La Russie consolide son ancrage militaire au Sahel face aux défis sécuritaires
Une alliance stratégique renforcée entre la Russie et les pays du Sahel
La Russie accentue son partenariat militaire avec les États membres de l’Alliance des États du Sahel (AES), regroupant le Mali, le Burkina Faso et le Niger. Cette collaboration s’est formalisée lors d’une rencontre récente à Niamey, où le ministre russe des Affaires étrangères, Sergueï Lavrov, a échangé avec les représentants de l’AES sur les moyens d’intensifier leur coopération en matière de défense.
L’objectif affiché est double : soutenir les forces locales dans leur combat contre les groupes extrémistes et répondre aux enjeux sécuritaires persistants qui minent la stabilité de la région.
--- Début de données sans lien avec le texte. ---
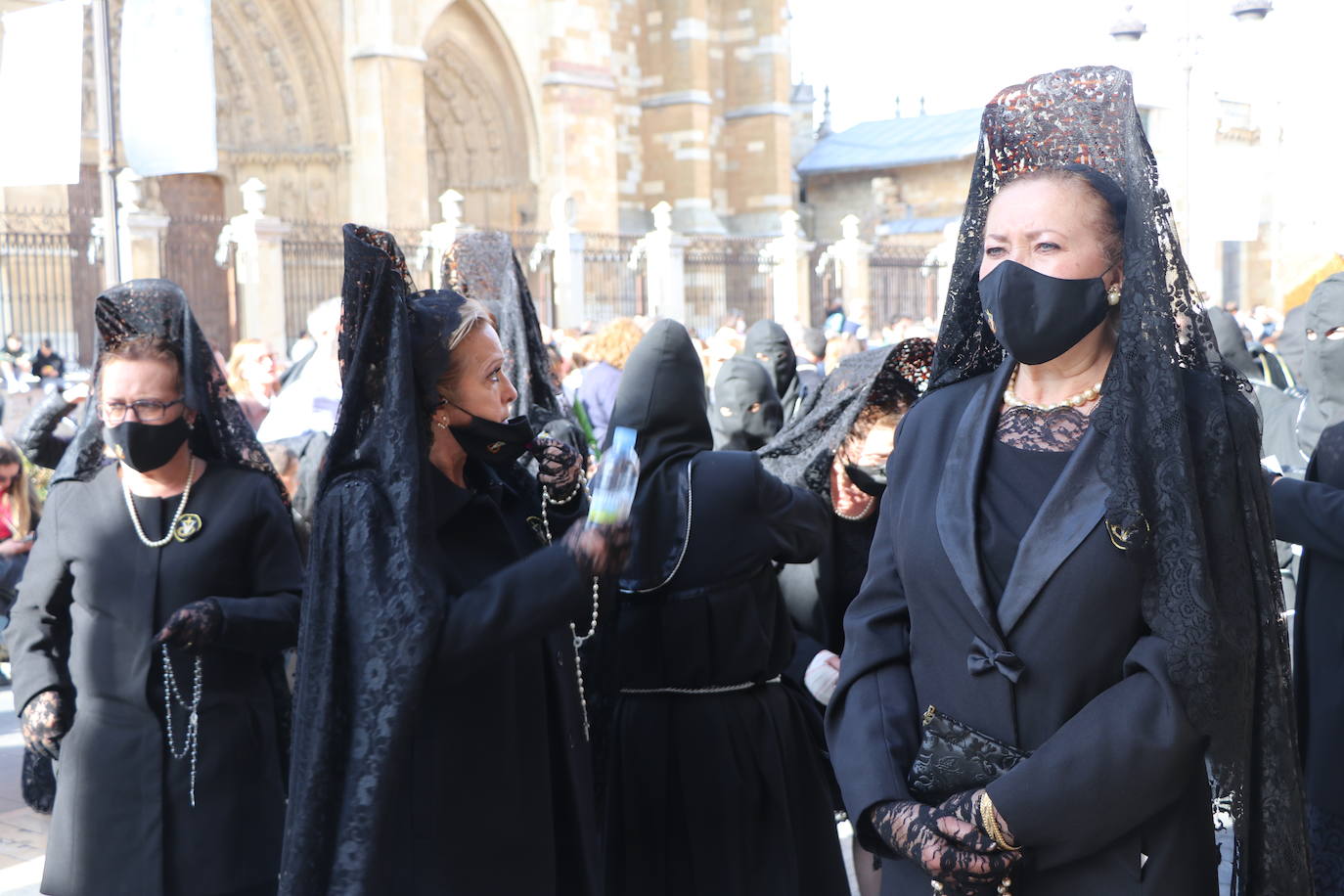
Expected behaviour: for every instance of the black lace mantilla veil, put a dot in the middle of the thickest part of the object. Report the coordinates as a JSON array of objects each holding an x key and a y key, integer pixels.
[
  {"x": 158, "y": 308},
  {"x": 369, "y": 626},
  {"x": 481, "y": 265},
  {"x": 802, "y": 452},
  {"x": 1214, "y": 591}
]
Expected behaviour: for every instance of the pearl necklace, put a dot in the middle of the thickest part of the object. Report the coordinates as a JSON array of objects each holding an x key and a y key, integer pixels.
[
  {"x": 182, "y": 506},
  {"x": 1073, "y": 400}
]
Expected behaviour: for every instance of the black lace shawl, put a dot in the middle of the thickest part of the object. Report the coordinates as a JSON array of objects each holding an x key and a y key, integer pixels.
[
  {"x": 888, "y": 378},
  {"x": 1213, "y": 590},
  {"x": 370, "y": 623},
  {"x": 481, "y": 265},
  {"x": 158, "y": 308}
]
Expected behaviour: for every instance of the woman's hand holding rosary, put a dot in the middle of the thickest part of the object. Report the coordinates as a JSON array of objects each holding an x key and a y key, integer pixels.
[
  {"x": 194, "y": 626},
  {"x": 955, "y": 852},
  {"x": 45, "y": 722},
  {"x": 560, "y": 468}
]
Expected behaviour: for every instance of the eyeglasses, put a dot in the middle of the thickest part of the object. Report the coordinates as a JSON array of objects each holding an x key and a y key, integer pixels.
[{"x": 147, "y": 410}]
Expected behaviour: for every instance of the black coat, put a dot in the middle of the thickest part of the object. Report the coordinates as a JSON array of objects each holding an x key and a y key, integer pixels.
[
  {"x": 1312, "y": 514},
  {"x": 121, "y": 823},
  {"x": 1117, "y": 770},
  {"x": 502, "y": 790},
  {"x": 725, "y": 790}
]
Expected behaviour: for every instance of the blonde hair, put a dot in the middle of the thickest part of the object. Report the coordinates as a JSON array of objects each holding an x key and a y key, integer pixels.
[
  {"x": 233, "y": 370},
  {"x": 614, "y": 341},
  {"x": 19, "y": 499},
  {"x": 473, "y": 315}
]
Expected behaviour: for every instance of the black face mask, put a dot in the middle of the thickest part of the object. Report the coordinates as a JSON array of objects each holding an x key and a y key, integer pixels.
[
  {"x": 1039, "y": 317},
  {"x": 495, "y": 443},
  {"x": 146, "y": 446},
  {"x": 867, "y": 478}
]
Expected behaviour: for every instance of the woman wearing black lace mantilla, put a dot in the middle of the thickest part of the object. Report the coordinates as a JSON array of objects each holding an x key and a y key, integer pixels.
[
  {"x": 441, "y": 722},
  {"x": 162, "y": 585},
  {"x": 1034, "y": 677}
]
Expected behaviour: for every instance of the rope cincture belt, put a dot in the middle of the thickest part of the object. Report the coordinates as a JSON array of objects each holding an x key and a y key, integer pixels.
[{"x": 744, "y": 686}]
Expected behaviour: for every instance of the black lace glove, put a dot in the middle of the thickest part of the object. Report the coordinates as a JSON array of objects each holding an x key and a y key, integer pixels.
[
  {"x": 558, "y": 468},
  {"x": 966, "y": 808},
  {"x": 599, "y": 550},
  {"x": 45, "y": 722},
  {"x": 194, "y": 626},
  {"x": 951, "y": 850}
]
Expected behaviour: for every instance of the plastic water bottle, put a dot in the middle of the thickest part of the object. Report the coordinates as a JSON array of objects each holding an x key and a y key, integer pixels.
[{"x": 617, "y": 477}]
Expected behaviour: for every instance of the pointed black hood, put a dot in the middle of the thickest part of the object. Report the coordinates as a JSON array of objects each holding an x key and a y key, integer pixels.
[{"x": 661, "y": 396}]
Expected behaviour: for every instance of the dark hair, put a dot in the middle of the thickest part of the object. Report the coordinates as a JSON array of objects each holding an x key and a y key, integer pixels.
[
  {"x": 143, "y": 348},
  {"x": 1109, "y": 216}
]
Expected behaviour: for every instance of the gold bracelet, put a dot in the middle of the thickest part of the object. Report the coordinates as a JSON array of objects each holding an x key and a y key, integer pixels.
[{"x": 991, "y": 821}]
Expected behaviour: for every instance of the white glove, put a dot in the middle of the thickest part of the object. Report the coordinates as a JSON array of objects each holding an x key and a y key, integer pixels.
[{"x": 822, "y": 676}]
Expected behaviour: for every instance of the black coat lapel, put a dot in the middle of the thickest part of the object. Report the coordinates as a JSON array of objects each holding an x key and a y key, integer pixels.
[
  {"x": 959, "y": 490},
  {"x": 1070, "y": 511}
]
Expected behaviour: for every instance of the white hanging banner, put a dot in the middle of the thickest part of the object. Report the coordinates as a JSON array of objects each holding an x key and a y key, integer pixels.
[
  {"x": 42, "y": 94},
  {"x": 168, "y": 87}
]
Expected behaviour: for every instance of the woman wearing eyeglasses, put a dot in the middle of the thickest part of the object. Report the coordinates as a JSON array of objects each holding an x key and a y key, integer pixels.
[{"x": 147, "y": 636}]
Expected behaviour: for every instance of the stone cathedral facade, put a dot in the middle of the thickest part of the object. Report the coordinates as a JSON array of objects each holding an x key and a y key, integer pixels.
[{"x": 531, "y": 109}]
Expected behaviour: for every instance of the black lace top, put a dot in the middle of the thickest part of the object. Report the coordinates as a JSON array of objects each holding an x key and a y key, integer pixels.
[{"x": 1030, "y": 450}]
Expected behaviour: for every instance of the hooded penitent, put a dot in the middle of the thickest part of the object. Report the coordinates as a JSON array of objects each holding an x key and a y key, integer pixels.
[
  {"x": 888, "y": 378},
  {"x": 768, "y": 342},
  {"x": 661, "y": 398},
  {"x": 363, "y": 658},
  {"x": 744, "y": 411},
  {"x": 157, "y": 308},
  {"x": 1322, "y": 362},
  {"x": 1213, "y": 591}
]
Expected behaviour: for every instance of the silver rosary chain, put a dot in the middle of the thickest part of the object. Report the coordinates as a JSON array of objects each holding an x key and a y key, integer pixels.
[
  {"x": 579, "y": 640},
  {"x": 176, "y": 517},
  {"x": 172, "y": 694}
]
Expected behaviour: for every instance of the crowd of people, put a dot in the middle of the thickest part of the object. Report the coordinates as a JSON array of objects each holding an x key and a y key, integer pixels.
[{"x": 1006, "y": 598}]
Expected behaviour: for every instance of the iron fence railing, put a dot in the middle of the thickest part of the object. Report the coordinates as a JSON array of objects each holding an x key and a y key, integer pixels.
[
  {"x": 902, "y": 284},
  {"x": 726, "y": 276},
  {"x": 189, "y": 258},
  {"x": 611, "y": 288},
  {"x": 50, "y": 273},
  {"x": 315, "y": 263}
]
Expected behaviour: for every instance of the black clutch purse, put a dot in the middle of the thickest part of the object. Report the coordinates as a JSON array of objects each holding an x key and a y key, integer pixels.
[{"x": 955, "y": 758}]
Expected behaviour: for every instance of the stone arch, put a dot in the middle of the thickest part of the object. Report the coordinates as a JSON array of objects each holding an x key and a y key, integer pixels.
[
  {"x": 281, "y": 108},
  {"x": 480, "y": 125}
]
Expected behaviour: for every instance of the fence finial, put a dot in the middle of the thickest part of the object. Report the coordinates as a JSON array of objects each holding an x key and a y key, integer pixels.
[{"x": 254, "y": 197}]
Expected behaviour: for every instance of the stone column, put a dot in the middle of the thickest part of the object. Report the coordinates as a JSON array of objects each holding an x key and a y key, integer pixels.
[
  {"x": 678, "y": 111},
  {"x": 664, "y": 266},
  {"x": 790, "y": 281},
  {"x": 141, "y": 230},
  {"x": 439, "y": 237},
  {"x": 384, "y": 90},
  {"x": 566, "y": 246},
  {"x": 757, "y": 128},
  {"x": 259, "y": 265},
  {"x": 851, "y": 255},
  {"x": 578, "y": 112}
]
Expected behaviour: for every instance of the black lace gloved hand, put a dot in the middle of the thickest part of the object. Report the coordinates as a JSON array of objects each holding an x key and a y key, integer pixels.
[
  {"x": 558, "y": 468},
  {"x": 953, "y": 852},
  {"x": 194, "y": 626},
  {"x": 599, "y": 550},
  {"x": 45, "y": 722}
]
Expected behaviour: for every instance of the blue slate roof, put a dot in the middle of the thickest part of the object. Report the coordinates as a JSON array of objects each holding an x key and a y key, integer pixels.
[{"x": 895, "y": 143}]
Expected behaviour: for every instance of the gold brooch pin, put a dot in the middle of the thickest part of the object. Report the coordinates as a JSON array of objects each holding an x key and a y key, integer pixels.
[{"x": 189, "y": 527}]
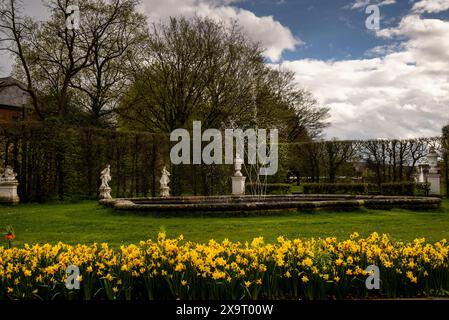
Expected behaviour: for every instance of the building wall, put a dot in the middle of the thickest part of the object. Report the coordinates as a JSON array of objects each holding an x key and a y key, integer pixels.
[{"x": 10, "y": 115}]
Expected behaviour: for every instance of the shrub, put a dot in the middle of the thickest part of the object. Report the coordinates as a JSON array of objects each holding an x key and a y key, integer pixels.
[
  {"x": 335, "y": 188},
  {"x": 406, "y": 188}
]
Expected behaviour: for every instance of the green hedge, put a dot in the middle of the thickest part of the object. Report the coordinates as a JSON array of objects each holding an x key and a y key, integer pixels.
[
  {"x": 405, "y": 188},
  {"x": 335, "y": 188}
]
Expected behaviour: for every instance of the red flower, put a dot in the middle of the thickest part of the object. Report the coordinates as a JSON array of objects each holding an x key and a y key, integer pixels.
[{"x": 10, "y": 236}]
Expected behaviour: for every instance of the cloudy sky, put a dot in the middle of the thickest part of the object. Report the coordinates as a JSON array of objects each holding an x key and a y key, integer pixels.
[{"x": 391, "y": 82}]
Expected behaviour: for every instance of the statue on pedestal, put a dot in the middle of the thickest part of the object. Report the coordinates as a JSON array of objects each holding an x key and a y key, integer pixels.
[
  {"x": 238, "y": 180},
  {"x": 8, "y": 186},
  {"x": 165, "y": 189},
  {"x": 8, "y": 175},
  {"x": 105, "y": 177}
]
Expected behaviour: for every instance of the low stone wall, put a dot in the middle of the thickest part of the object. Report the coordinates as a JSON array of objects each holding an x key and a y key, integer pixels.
[{"x": 267, "y": 203}]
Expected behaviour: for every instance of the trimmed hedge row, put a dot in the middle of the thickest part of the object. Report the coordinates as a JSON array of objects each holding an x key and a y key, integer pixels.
[{"x": 389, "y": 189}]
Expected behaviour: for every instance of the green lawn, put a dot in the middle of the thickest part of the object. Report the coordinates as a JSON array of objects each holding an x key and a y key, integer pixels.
[{"x": 88, "y": 222}]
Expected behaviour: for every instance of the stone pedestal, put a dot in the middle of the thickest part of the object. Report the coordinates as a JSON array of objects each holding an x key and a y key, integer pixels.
[
  {"x": 105, "y": 193},
  {"x": 238, "y": 185},
  {"x": 8, "y": 192},
  {"x": 434, "y": 180}
]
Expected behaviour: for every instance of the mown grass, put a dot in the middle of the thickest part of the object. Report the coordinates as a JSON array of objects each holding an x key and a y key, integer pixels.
[{"x": 87, "y": 222}]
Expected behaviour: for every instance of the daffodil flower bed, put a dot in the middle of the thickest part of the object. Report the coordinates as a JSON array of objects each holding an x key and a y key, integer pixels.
[{"x": 178, "y": 269}]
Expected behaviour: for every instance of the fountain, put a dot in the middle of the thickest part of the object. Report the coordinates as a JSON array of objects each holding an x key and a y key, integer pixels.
[{"x": 238, "y": 202}]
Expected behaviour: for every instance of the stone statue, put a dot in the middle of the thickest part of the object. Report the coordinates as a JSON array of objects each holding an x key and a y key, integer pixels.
[
  {"x": 105, "y": 190},
  {"x": 8, "y": 175},
  {"x": 165, "y": 189},
  {"x": 238, "y": 180},
  {"x": 238, "y": 165}
]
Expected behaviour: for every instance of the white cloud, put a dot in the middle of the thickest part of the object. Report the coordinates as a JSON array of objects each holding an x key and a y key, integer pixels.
[
  {"x": 403, "y": 93},
  {"x": 273, "y": 36},
  {"x": 358, "y": 4},
  {"x": 431, "y": 6}
]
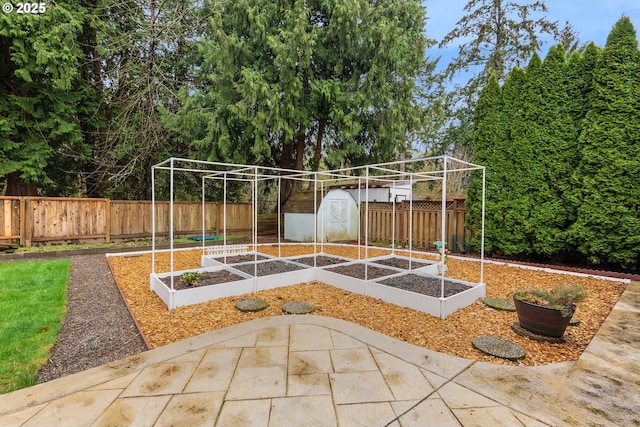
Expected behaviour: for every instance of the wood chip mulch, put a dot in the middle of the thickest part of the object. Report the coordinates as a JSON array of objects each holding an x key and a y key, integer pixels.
[{"x": 453, "y": 335}]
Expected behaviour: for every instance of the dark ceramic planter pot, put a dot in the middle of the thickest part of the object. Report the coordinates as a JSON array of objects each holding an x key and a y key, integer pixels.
[{"x": 541, "y": 320}]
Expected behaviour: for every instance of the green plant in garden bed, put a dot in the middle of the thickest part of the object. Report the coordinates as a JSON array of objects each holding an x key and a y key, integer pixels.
[
  {"x": 33, "y": 297},
  {"x": 191, "y": 277}
]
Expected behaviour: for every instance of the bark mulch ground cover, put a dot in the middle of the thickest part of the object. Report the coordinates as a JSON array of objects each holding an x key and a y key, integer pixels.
[{"x": 453, "y": 335}]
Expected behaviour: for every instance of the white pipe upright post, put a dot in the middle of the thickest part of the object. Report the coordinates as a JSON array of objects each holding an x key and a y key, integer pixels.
[
  {"x": 171, "y": 223},
  {"x": 443, "y": 229}
]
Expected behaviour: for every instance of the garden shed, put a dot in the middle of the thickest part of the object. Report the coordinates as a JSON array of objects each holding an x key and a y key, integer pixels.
[{"x": 338, "y": 217}]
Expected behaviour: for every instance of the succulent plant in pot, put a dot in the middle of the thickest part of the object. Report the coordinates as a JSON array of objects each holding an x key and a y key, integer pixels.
[{"x": 547, "y": 312}]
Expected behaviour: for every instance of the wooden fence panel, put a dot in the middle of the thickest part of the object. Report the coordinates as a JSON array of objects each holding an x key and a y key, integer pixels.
[
  {"x": 50, "y": 219},
  {"x": 65, "y": 219},
  {"x": 9, "y": 219},
  {"x": 39, "y": 219},
  {"x": 422, "y": 221}
]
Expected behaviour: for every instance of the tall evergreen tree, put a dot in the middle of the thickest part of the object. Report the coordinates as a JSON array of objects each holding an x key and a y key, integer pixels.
[
  {"x": 498, "y": 35},
  {"x": 608, "y": 219},
  {"x": 487, "y": 136},
  {"x": 43, "y": 98},
  {"x": 553, "y": 139},
  {"x": 297, "y": 82}
]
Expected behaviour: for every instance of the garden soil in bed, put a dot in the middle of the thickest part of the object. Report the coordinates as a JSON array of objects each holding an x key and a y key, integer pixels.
[
  {"x": 320, "y": 260},
  {"x": 401, "y": 263},
  {"x": 267, "y": 268},
  {"x": 430, "y": 286},
  {"x": 453, "y": 335},
  {"x": 362, "y": 271},
  {"x": 207, "y": 278}
]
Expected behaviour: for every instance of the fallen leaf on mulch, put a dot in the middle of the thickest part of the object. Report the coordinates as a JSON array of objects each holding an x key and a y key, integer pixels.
[{"x": 453, "y": 335}]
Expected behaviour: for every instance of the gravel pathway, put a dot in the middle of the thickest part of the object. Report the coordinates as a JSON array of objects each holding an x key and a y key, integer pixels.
[{"x": 97, "y": 326}]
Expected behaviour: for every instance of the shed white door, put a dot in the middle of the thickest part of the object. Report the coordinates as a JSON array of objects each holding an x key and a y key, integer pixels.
[{"x": 338, "y": 217}]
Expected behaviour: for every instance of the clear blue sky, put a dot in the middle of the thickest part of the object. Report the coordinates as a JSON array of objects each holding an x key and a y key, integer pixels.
[{"x": 591, "y": 19}]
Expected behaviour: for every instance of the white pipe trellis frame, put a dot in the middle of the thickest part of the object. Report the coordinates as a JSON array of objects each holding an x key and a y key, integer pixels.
[{"x": 253, "y": 174}]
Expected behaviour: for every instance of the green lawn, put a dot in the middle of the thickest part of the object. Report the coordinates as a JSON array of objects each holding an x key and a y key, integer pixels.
[{"x": 33, "y": 297}]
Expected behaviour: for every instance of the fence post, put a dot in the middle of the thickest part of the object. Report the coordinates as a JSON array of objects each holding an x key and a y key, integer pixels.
[
  {"x": 22, "y": 221},
  {"x": 28, "y": 221},
  {"x": 107, "y": 220}
]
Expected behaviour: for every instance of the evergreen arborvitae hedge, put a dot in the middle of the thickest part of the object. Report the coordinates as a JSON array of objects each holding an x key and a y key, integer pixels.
[{"x": 561, "y": 144}]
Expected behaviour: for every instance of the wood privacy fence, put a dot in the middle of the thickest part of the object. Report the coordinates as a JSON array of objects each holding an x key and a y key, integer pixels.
[
  {"x": 39, "y": 220},
  {"x": 28, "y": 220},
  {"x": 422, "y": 220}
]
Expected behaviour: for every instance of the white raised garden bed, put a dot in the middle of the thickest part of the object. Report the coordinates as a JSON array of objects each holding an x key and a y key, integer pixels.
[{"x": 175, "y": 298}]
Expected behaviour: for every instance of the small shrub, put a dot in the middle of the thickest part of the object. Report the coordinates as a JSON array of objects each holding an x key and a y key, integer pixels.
[{"x": 562, "y": 297}]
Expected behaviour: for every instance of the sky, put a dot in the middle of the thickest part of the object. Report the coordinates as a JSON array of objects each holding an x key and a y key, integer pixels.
[{"x": 591, "y": 19}]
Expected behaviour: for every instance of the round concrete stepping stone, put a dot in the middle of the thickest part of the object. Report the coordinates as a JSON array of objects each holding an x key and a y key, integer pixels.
[
  {"x": 298, "y": 307},
  {"x": 500, "y": 304},
  {"x": 521, "y": 331},
  {"x": 498, "y": 347},
  {"x": 251, "y": 304}
]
Une démarche qui s’inscrit dans une dynamique plus large d’expansion de l’influence moscovite en Afrique de l’Ouest.
L’AES, une réponse régionale aux défis du terrorisme et de la souveraineté
Créée en septembre 2023, l’Alliance des États du Sahel (AES) est passée d’un traité de défense mutuelle à une structure intégrée, couvrant les domaines politique, économique et militaire. En début d’année 2025, les trois pays ont franchi une nouvelle étape en quittant la Communauté économique des États de l’Afrique de l’Ouest (CEDEAO) pour lancer une force militaire conjointe estimée à 5 000 soldats. Cette unité a pour mission de mutualiser les efforts contre le terrorisme et de sécuriser les frontières communes.
Cette initiative reflète une volonté affichée de réduire la dépendance envers les partenaires traditionnels et de renforcer l’autonomie stratégique des États sahéliens. Une posture qui coïncide avec le retrait progressif des collaborations militaires avec la France et d’autres acteurs occidentaux.
L’influence russe au Sahel : un levier de puissance face à l’Occident ?
Moscou a considérablement accru sa présence militaire dans la région grâce au déploiement du Corps d’armée russe en Afrique, une entité créée par le ministère russe de la Défense pour succéder au rôle autrefois joué par le groupe Wagner. Ce mouvement s’ajoute à une stratégie globale visant à étendre son emprise géopolitique en Afrique de l’Ouest, où les pays du Sahel cherchent des alternatives aux alliances historiques.
Toutefois, certains observateurs soulignent que cette coopération militaire, bien qu’utile à court terme, ne saurait résoudre les racines profondes des crises sahéliennes. Parmi ces défis structurels figurent la gouvernance défaillante, les inégalités socio-économiques, les effets du changement climatique et la multiplication des groupes armés. Une approche globale, intégrant des solutions politiques et socio-économiques, apparaît donc indispensable pour garantir une stabilité durable.